I knew my mom would be upset but I held onto a memory from childhood when my mother told me that she would love me forever no matter what. Even if I was a murderer? I asked. “I would visit you every day in jail,” she replied.
Apparently being a murderer is better than being a sex industry worker.
When my mom learned I was a stripper, she yelled at me, cried at me, accused me of doing it to hurt her, threw in my face the most painful moments of my life, and finished with, “I don’t know you anymore.”
And that was that. She didn’t know me anymore. She didn’t call. She didn’t visit.
She would speak civilly to me when I called her, but she made no effort to keep me in her life. If I was going to run a business that she didn’t approve of, then I was as good as dead to her. Worse, because she would have mourned me had I died.
That was not a little blip in my life. I was devastated. Almost 20 years later, I can still conjure up those old feelings of betrayal.
My mother and I reconciled and now she says she is proud of my sex industry activism, but the pain will never truly go away. I will never truly trust my mother’s love ever again.
I knew when I became pregnant with my first child that my number one priority would be to make sure she never felt rejected by me in her life. Never. No matter what.
Because you know what? People make mistakes. And sometimes those mistakes aren’t even mistakes, they are just perceived as mistakes by those doing the judging.
Becoming a stripper was not a mistake for me. My life has been positively enriched by the experiences I’ve had and people I’ve met in the sex industry. Some are friendships that will last a lifetime.
I’m not perfect. Although stripping was not a mistake, I do make mistakes. My children have said to me in moments of despair, “I feel like you don’t love me.”
Those words are like pushing a button in my soul. I want my children to know without a doubt that my love is unconditional.
Those words light a fire under my ass to give my love more abundantly, apologize for actions that would make them feel that way, and remind them that my feelings for them will never change. No matter what they do in life. Murderer or stripper.
Sex industry workers have learned what unconditional love is.
It is love that embraces you even when you’ve let your loved ones down. It is love that lets you know that you can choose your own path, make your own mistakes, and shake the very foundations on which your relationship is built – and it will still be there, strong as ever, embracing and accepting you.
I’ve probably missed some other fabulous reasons why sex industry workers are great parents and I hope you will share your thoughts in the comments below.
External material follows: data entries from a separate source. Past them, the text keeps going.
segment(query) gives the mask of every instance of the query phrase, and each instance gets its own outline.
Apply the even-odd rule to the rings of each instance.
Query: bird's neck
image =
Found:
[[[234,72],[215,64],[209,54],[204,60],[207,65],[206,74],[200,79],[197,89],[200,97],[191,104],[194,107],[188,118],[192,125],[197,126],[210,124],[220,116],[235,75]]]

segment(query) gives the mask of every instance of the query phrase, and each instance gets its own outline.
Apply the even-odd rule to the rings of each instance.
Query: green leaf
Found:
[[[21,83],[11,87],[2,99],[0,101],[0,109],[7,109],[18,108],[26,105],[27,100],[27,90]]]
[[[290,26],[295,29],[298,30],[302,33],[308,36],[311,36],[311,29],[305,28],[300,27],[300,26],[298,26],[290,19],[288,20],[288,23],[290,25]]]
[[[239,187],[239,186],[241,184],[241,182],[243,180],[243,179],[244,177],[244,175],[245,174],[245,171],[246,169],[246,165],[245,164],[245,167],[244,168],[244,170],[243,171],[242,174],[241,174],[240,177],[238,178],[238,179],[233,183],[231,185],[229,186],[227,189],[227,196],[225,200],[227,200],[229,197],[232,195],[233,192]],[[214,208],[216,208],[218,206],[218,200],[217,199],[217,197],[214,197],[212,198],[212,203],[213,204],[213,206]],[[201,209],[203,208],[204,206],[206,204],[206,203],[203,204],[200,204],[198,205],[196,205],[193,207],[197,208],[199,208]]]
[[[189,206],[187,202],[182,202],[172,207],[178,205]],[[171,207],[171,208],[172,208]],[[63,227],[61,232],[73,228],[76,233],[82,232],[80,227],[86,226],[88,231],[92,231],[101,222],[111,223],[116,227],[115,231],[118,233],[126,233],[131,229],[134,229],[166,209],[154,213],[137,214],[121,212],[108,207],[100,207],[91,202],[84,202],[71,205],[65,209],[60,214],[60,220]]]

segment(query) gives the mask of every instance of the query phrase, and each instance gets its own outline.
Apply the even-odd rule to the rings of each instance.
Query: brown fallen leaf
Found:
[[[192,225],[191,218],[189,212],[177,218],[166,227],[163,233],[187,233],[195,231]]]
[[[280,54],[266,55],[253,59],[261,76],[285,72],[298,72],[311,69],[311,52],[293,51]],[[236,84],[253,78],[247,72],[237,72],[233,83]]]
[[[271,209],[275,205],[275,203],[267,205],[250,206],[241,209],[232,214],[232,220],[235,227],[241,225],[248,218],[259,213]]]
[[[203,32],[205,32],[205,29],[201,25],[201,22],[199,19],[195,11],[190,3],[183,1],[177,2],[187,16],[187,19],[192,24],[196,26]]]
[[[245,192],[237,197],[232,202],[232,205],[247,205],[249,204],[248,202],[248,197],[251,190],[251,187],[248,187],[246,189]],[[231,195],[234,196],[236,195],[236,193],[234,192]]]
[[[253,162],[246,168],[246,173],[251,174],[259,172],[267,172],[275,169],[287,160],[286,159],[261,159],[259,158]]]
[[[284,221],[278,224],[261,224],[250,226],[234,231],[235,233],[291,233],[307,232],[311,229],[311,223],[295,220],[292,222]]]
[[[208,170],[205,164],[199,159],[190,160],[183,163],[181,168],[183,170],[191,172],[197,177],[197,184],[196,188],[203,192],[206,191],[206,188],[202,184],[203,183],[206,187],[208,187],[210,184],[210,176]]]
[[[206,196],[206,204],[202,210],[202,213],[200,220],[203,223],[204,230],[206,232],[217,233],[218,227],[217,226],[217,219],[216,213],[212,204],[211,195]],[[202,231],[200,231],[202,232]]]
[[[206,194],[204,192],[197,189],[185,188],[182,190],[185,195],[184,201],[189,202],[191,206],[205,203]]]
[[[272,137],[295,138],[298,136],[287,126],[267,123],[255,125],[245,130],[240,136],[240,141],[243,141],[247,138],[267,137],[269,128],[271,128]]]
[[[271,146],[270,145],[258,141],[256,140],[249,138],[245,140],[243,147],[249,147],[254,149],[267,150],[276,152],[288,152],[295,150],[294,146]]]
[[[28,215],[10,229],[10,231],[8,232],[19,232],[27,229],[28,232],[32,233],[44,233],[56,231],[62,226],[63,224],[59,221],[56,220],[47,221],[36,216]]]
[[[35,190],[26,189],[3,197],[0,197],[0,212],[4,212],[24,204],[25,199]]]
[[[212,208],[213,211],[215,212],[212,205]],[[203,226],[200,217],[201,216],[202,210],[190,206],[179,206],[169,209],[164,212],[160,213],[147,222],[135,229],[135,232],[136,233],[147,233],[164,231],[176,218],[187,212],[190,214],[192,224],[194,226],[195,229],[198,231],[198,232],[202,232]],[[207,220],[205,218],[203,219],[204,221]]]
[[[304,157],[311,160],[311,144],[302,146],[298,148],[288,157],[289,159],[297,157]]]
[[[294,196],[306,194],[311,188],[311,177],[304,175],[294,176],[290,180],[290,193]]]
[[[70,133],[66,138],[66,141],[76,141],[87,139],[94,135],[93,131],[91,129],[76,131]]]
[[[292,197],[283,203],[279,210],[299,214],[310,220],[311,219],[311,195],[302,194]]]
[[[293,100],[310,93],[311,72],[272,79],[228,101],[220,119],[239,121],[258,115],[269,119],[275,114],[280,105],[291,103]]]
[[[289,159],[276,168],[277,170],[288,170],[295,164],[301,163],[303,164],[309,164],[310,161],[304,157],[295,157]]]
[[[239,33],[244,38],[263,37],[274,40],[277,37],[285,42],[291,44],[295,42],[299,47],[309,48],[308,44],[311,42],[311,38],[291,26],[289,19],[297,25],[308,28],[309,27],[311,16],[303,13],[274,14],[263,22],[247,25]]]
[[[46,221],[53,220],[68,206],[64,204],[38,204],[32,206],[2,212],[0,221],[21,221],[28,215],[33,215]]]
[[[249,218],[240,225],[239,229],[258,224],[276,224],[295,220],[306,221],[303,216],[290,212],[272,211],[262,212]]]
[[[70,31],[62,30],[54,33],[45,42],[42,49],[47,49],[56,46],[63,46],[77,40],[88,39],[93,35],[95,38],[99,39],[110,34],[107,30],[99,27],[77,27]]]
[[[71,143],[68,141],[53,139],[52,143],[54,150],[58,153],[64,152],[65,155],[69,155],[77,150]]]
But mainly, I want to leave you with this:
The whore stigma that casts sex industry workers as bad parents is an intensely false and deeply damaging stigma that impacts sex industry workers and their children to their detriment.
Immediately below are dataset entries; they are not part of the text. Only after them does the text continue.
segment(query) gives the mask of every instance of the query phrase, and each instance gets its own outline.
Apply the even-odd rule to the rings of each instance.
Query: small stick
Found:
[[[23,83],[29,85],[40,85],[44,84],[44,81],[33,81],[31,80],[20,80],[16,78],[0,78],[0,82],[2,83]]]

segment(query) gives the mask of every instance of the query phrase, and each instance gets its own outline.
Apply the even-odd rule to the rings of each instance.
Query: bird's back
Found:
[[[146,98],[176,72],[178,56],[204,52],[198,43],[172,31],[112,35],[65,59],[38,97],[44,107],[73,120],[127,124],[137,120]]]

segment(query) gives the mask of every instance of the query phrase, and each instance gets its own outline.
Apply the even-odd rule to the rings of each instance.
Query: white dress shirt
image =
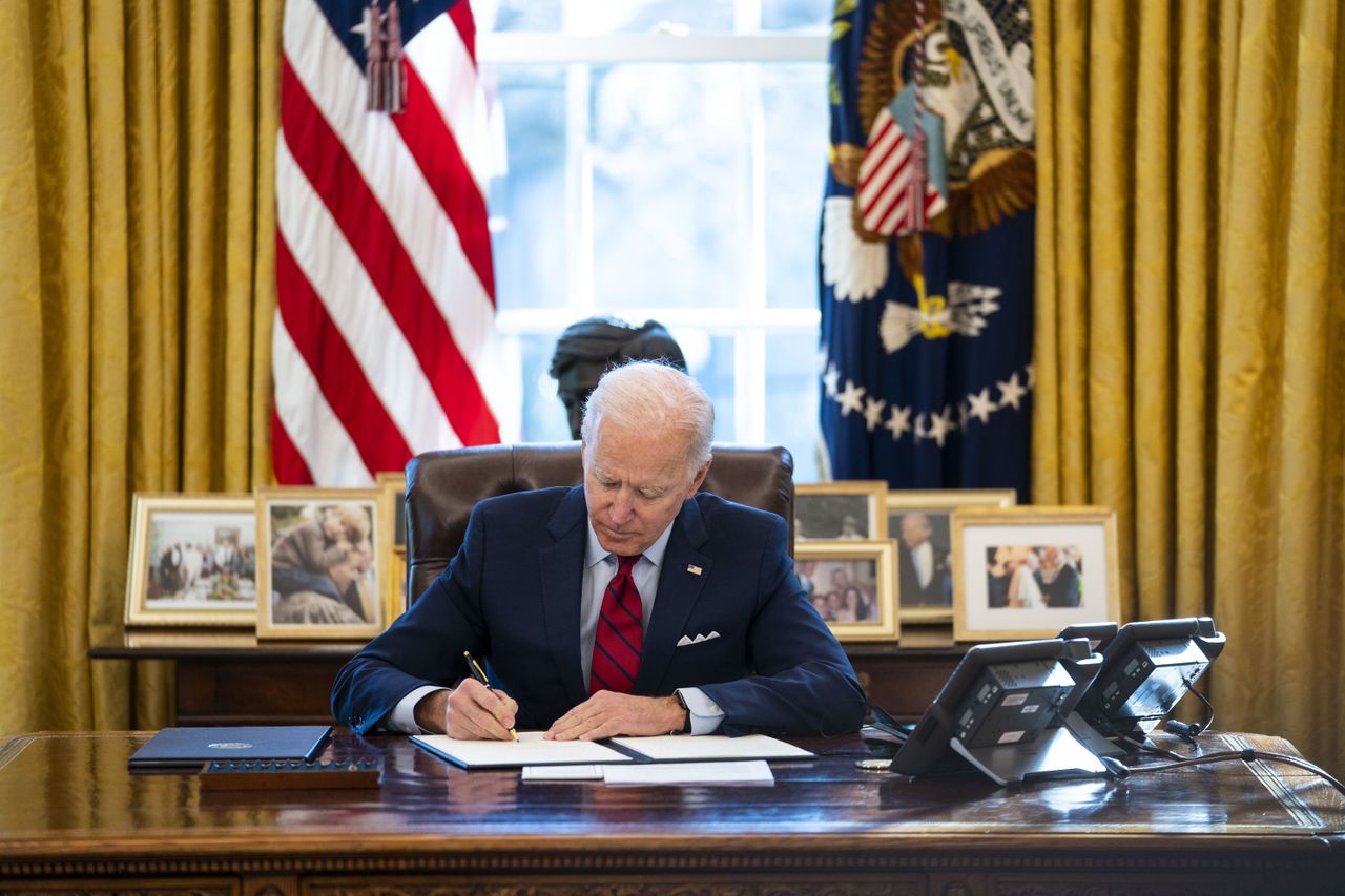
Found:
[[[929,580],[933,578],[933,545],[928,541],[916,545],[911,550],[911,564],[916,568],[916,581],[921,588],[928,588]]]
[[[588,523],[588,542],[584,552],[584,581],[580,585],[580,665],[584,671],[584,685],[589,683],[593,671],[593,642],[597,638],[597,623],[603,615],[603,596],[608,583],[616,574],[616,554],[607,552],[597,541],[593,523]],[[672,523],[650,545],[648,550],[631,569],[631,578],[635,589],[640,592],[640,607],[643,608],[642,627],[650,630],[650,619],[654,616],[654,600],[659,591],[659,572],[663,568],[663,554],[667,552],[668,537],[672,534]],[[387,717],[387,726],[408,735],[422,735],[425,731],[416,724],[416,704],[426,694],[436,690],[447,690],[434,685],[424,685],[410,692],[398,701],[397,706]],[[705,696],[699,687],[678,687],[686,708],[691,714],[693,735],[713,735],[724,721],[724,710]]]

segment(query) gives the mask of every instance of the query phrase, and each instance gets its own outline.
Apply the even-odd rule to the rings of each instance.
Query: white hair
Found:
[[[677,431],[687,436],[687,478],[710,461],[714,404],[695,379],[662,361],[631,361],[603,374],[584,405],[580,435],[597,440],[599,424],[631,432]]]

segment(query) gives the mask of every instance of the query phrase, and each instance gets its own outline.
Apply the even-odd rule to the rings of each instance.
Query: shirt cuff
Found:
[[[699,687],[678,687],[686,701],[686,710],[691,714],[693,735],[713,735],[724,724],[724,710],[720,705],[705,696]]]
[[[421,701],[421,697],[425,694],[433,694],[436,690],[448,689],[438,687],[436,685],[421,685],[412,693],[402,697],[397,701],[397,705],[393,706],[393,712],[387,713],[387,726],[404,735],[428,735],[428,731],[416,724],[416,704]]]

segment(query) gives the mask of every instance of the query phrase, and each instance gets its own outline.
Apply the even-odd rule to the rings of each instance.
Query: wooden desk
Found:
[[[330,724],[342,665],[363,643],[258,642],[250,631],[126,632],[93,659],[172,659],[178,725]],[[847,644],[869,701],[916,721],[966,652],[944,628],[902,634],[901,646]]]
[[[0,891],[1223,896],[1345,879],[1341,796],[1259,763],[998,788],[859,772],[862,747],[839,739],[800,741],[823,755],[773,764],[771,787],[621,788],[339,735],[327,756],[381,759],[381,788],[203,794],[190,775],[130,775],[147,739],[0,747]]]

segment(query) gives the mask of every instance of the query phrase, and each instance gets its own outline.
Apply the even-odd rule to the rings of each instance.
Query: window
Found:
[[[566,326],[655,319],[716,439],[783,444],[816,479],[830,4],[472,5],[507,160],[490,214],[521,437],[569,437],[547,375]]]

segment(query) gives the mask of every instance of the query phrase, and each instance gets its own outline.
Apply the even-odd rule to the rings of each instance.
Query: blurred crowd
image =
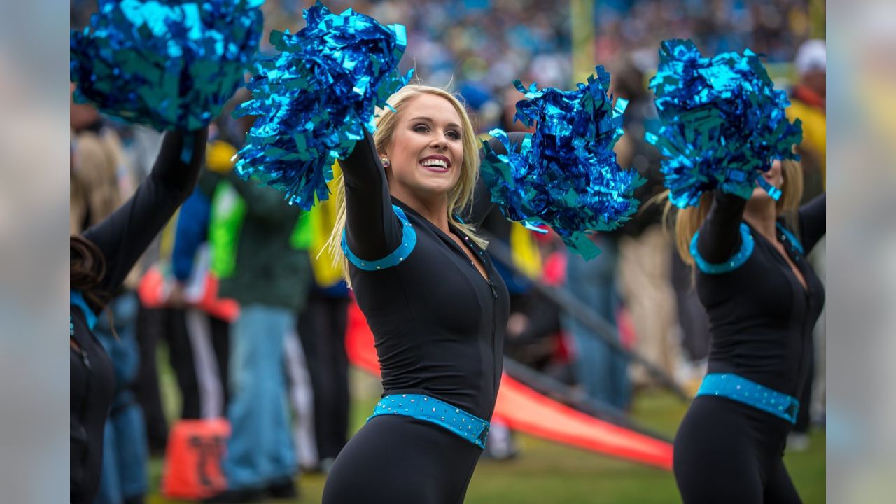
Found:
[[[771,62],[796,59],[791,91],[801,106],[798,113],[804,120],[811,116],[808,120],[815,126],[822,121],[821,136],[814,136],[816,143],[822,139],[821,145],[810,140],[803,147],[809,162],[821,163],[807,167],[807,177],[814,177],[809,192],[823,190],[824,89],[819,89],[818,81],[821,73],[823,83],[823,44],[821,52],[817,44],[810,44],[809,52],[797,55],[803,42],[823,33],[823,5],[819,18],[814,0],[595,4],[596,63],[610,65],[615,92],[631,100],[625,119],[626,135],[617,153],[622,166],[633,167],[648,179],[639,199],[650,200],[662,190],[659,156],[643,141],[643,133],[657,121],[646,82],[655,68],[659,42],[669,38],[693,39],[708,55],[748,47],[764,53]],[[267,0],[265,33],[271,29],[299,30],[302,9],[310,4]],[[351,7],[383,23],[406,25],[409,41],[402,65],[416,68],[424,83],[448,86],[461,94],[478,119],[478,133],[496,126],[521,127],[513,123],[514,103],[521,98],[511,91],[513,80],[560,88],[572,83],[566,4],[545,0],[333,0],[326,4],[332,11]],[[95,1],[73,0],[73,28],[86,24],[95,9]],[[270,50],[270,46],[263,44],[262,50]],[[246,98],[239,93],[234,104]],[[238,382],[235,377],[240,369],[233,366],[239,365],[236,353],[245,342],[233,335],[234,307],[226,300],[237,305],[258,304],[259,300],[270,304],[265,293],[290,290],[286,298],[292,301],[278,307],[291,313],[283,322],[289,330],[281,352],[271,357],[274,364],[286,365],[270,370],[271,376],[282,375],[277,379],[283,382],[294,411],[294,427],[284,431],[282,439],[293,439],[292,456],[304,470],[324,472],[346,441],[349,395],[344,339],[349,292],[327,265],[329,258],[316,254],[333,216],[326,206],[315,207],[313,215],[299,215],[270,194],[267,199],[253,199],[255,196],[243,187],[248,183],[233,175],[230,160],[242,146],[248,126],[227,111],[214,123],[197,194],[147,252],[112,304],[115,330],[98,327],[98,335],[108,335],[101,339],[120,379],[107,435],[108,439],[120,439],[107,443],[109,467],[104,467],[101,502],[139,502],[148,491],[148,454],[122,447],[145,444],[151,453],[164,453],[173,427],[168,417],[215,419],[226,416],[228,404],[234,407],[230,387]],[[76,233],[108,215],[147,177],[160,135],[74,104],[71,126],[71,230]],[[237,201],[246,210],[237,217],[241,231],[235,233],[232,219]],[[254,222],[253,205],[268,215],[271,211],[282,214],[282,222]],[[631,405],[633,390],[658,383],[655,375],[631,364],[632,354],[651,362],[693,393],[704,372],[709,327],[693,290],[691,272],[675,256],[661,221],[660,205],[647,207],[621,230],[597,237],[603,254],[586,263],[569,255],[553,234],[536,235],[508,222],[497,210],[485,216],[485,230],[496,247],[506,249],[506,254],[495,252],[495,257],[502,261],[504,256],[502,274],[513,299],[507,356],[573,387],[599,407],[622,413]],[[279,230],[271,232],[271,226],[279,226]],[[257,230],[249,230],[252,227]],[[268,246],[263,241],[246,245],[246,236],[262,239],[274,235],[282,235],[281,241],[289,240],[289,246],[280,243],[280,259],[271,257],[270,263],[288,257],[294,265],[289,274],[295,282],[289,286],[274,284],[270,272],[252,271],[250,261],[237,257],[255,255]],[[296,255],[296,250],[302,253]],[[271,283],[264,283],[265,279]],[[218,281],[220,292],[214,283]],[[538,284],[565,289],[614,330],[599,334],[582,322],[576,309],[565,310],[552,301]],[[239,299],[247,295],[250,298]],[[258,319],[263,324],[272,320],[267,316]],[[625,352],[615,350],[614,342]],[[160,399],[156,367],[159,343],[168,348],[168,364],[180,388],[182,403],[175,414],[166,414]],[[251,409],[251,400],[241,407]],[[823,418],[820,406],[813,410]],[[239,429],[235,426],[233,435],[243,435]],[[499,422],[493,430],[500,431]],[[508,439],[504,446],[489,444],[493,456],[513,455],[511,438],[493,437]],[[247,439],[246,443],[251,451],[255,441]],[[112,453],[116,446],[121,453]],[[288,496],[290,483],[269,490]]]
We know there is much to be feared by others knowing what we do.
Abusive spouses win custody cases. Narrow-minded parents cancel playdates. Children are apprehended by social services. And all for the simple reason that our work involves nudity and for some of us, touching.
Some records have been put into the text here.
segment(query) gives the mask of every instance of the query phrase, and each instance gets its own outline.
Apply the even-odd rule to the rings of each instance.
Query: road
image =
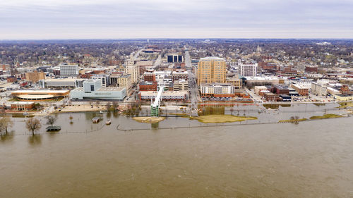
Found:
[[[189,53],[189,51],[185,51],[185,65],[186,66],[186,68],[188,69],[189,74],[188,82],[190,89],[190,102],[191,104],[191,109],[197,109],[198,89],[196,84],[196,78],[191,70],[191,60],[190,59],[190,54]]]

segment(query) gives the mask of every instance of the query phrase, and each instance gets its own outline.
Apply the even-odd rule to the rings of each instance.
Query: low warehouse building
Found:
[[[46,101],[65,98],[69,93],[68,90],[18,90],[11,95],[21,101]]]

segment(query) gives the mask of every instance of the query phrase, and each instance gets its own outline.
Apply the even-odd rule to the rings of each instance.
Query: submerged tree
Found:
[[[13,126],[13,122],[9,117],[4,116],[0,119],[0,134],[5,131],[6,134],[8,133],[8,128]]]
[[[45,118],[47,119],[47,125],[51,125],[53,126],[54,123],[56,121],[57,118],[53,116],[45,116]]]
[[[297,125],[299,123],[299,116],[292,116],[290,119],[293,120],[293,123]]]
[[[42,128],[40,120],[30,118],[25,121],[25,128],[29,130],[32,131],[32,135],[35,135],[35,131],[39,130]]]

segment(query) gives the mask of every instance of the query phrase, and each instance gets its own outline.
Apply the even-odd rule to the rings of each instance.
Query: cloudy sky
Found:
[[[0,0],[0,39],[353,38],[353,0]]]

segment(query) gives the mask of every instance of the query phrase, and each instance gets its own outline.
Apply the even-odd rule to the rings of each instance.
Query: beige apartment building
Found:
[[[37,72],[36,70],[34,72],[26,73],[25,76],[27,81],[34,82],[37,82],[40,80],[45,79],[45,74],[44,72]]]
[[[200,59],[198,65],[198,85],[201,83],[225,83],[226,81],[225,60],[219,57]]]
[[[121,75],[118,78],[119,87],[126,89],[126,94],[128,95],[131,91],[133,80],[130,74]]]

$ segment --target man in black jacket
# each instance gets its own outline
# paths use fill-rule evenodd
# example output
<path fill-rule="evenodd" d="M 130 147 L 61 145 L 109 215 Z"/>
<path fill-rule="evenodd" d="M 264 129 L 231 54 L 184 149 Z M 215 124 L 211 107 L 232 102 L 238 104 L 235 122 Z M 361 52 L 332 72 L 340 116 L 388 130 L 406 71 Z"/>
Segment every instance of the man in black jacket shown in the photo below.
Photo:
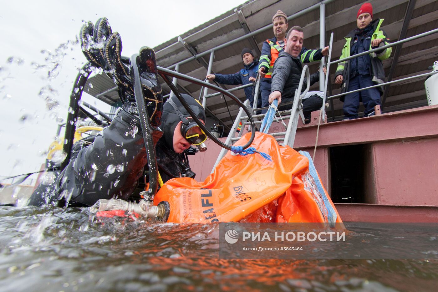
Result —
<path fill-rule="evenodd" d="M 274 100 L 278 100 L 279 110 L 290 109 L 292 105 L 280 107 L 293 100 L 295 89 L 300 84 L 303 63 L 298 56 L 303 47 L 304 34 L 299 26 L 292 27 L 287 33 L 285 41 L 285 50 L 279 55 L 274 64 L 272 76 L 269 103 Z M 319 73 L 316 72 L 310 75 L 310 85 L 319 81 Z M 307 86 L 308 81 L 304 78 L 302 91 Z M 322 99 L 318 94 L 314 94 L 303 100 L 303 111 L 306 120 L 310 120 L 311 113 L 319 109 L 322 106 Z"/>
<path fill-rule="evenodd" d="M 239 72 L 233 74 L 208 74 L 205 78 L 210 81 L 215 80 L 222 84 L 228 85 L 246 85 L 253 83 L 256 80 L 258 71 L 258 59 L 254 58 L 254 55 L 250 49 L 244 48 L 240 54 L 244 68 Z M 247 99 L 249 100 L 251 107 L 254 102 L 254 93 L 253 86 L 244 89 Z M 257 108 L 261 107 L 261 98 L 259 96 Z"/>

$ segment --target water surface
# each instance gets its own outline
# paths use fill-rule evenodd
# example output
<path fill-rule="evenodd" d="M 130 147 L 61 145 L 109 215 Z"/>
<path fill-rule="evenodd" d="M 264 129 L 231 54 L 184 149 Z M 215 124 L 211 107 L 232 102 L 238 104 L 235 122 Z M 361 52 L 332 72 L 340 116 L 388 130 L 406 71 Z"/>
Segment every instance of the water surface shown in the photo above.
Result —
<path fill-rule="evenodd" d="M 219 224 L 0 207 L 3 291 L 436 291 L 438 261 L 224 260 Z"/>

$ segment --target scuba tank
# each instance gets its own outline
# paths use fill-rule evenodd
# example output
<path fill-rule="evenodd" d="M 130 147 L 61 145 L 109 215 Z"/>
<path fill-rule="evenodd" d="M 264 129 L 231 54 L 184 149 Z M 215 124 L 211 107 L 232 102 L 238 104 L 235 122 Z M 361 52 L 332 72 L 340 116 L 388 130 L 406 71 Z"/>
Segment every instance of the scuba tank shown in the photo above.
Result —
<path fill-rule="evenodd" d="M 432 72 L 438 71 L 438 61 L 434 62 L 433 66 L 431 67 Z M 438 73 L 427 77 L 424 82 L 424 86 L 427 97 L 427 104 L 429 105 L 438 104 Z"/>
Nurses’ jobs involve nudity and touching, but they are not assumed because of their jobs to be bad parents.
Some people would never know what it’s like to be touched if it wasn’t for sex industry workers.
Some people would not be able to feed their children if not for sex industry jobs.
So you see…Sex work is work. Our business is your pleasure. We want rights, not rescue. And all the other slogans we’ve created to educate the masses.
And I’d like to add one more because #BeingASexWorkerTaughtMe that…
Sex industry workers make GREAT PARENTS.